11 Aralık 2017 Pazartesi

MEVLANA VE KAYBOLUŞU



Mevlana birdenbire kırk gün kadar ortadan kayboldu.
Büyük küçük bütün arkadaşlar deli gibi aradılar.

Bir düşmanın veya bir münkirin (dinsiz, imansız), fırsat bulup ona bir şey yapmasından korktular.

Bütün müritler bölük-bölük olup, her tarafı arayıp sordular.
İş o dereceye geldi ki şehirde bir münadi (tellal) bağırttılar.

Mevlana’dan bir haber ve ipucu verene mükâfat olarak bin dirhem vereceklerini ilan ettiler.

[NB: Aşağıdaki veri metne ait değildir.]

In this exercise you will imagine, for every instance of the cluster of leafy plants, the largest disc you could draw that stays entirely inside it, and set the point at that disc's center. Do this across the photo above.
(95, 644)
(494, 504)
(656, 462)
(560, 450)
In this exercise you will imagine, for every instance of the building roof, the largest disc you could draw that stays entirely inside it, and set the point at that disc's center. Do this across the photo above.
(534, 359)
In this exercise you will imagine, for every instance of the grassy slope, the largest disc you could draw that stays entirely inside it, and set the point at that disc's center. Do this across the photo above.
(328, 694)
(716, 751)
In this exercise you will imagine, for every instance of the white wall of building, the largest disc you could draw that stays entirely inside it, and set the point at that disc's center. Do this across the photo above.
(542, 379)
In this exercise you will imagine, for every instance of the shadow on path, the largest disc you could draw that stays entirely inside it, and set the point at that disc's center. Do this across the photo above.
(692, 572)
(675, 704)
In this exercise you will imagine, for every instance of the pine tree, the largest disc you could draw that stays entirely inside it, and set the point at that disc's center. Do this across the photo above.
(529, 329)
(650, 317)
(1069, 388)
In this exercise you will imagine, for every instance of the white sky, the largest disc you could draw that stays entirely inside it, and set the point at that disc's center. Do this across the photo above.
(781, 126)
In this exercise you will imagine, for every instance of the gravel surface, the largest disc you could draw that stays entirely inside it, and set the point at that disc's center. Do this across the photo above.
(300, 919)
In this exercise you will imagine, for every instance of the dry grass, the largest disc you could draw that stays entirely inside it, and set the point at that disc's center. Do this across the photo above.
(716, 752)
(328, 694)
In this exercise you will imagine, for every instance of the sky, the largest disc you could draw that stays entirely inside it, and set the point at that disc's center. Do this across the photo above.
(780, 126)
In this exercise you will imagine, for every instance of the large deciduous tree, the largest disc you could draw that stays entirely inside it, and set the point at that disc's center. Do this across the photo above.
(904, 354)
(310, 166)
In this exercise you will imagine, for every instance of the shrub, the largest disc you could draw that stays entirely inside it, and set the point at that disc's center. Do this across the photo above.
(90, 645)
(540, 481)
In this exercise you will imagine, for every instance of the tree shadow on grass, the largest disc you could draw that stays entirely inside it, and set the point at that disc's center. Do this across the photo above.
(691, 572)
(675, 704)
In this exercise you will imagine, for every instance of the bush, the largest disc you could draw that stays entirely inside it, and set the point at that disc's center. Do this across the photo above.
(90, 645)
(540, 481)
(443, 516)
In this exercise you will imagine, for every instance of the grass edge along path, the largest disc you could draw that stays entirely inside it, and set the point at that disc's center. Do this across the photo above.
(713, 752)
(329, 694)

Meğer (o sırada) bir çarşı hamamının kazanı bozulup su damlamağa başlamış, ateşi sönmüştü.

Hamamcı bunu tamir etmek için kazanın bulunduğu yere girdiği vakit Mevlana’nın giyinik ve sarığı başında bulunduğu halde hazinenin üstünde oturmakta olduğunu gördü.

Hamamcı şaşırıp kaldı.
Mevlana’nın ne elbisesi ıslanmış, ne de kendisi terlemişti.

Tam bir edep ve terbiye ile baş koyup çekildi, koşa-koşa medreseye geldi.

Orada arkadaşların hepsi Sultan Veled’le Çelebi Hüsameddin’in etrafına toplanıp düşünceye dalmışlardı.

Bu hali onlara anlattığı vakit, bütün müritler son derece sevinçlerinden hamamcıyı tutup havaya kaldırdılar, kendisine elbiseler ve birçok şeyler verdiler.

Hoca Mecdeddin-i Meraği derhal hamamcıya bin dirhem para ve bir elbise verdi.

Hepsi kalkıp hamama gittiler.
Kavveller (Güzel sesli söyleyenler) de geldiler, sema ve raks ederek medreseye döndüler.

Bir hafta sema ve toplantı olduğunu söylediler.
                             *
Fazılların (erdemli) özü ve manalar kaynağı Malatyalı Salahaddin, Mevlana’nın dostlarından ve ileri gelen bilginlerdi.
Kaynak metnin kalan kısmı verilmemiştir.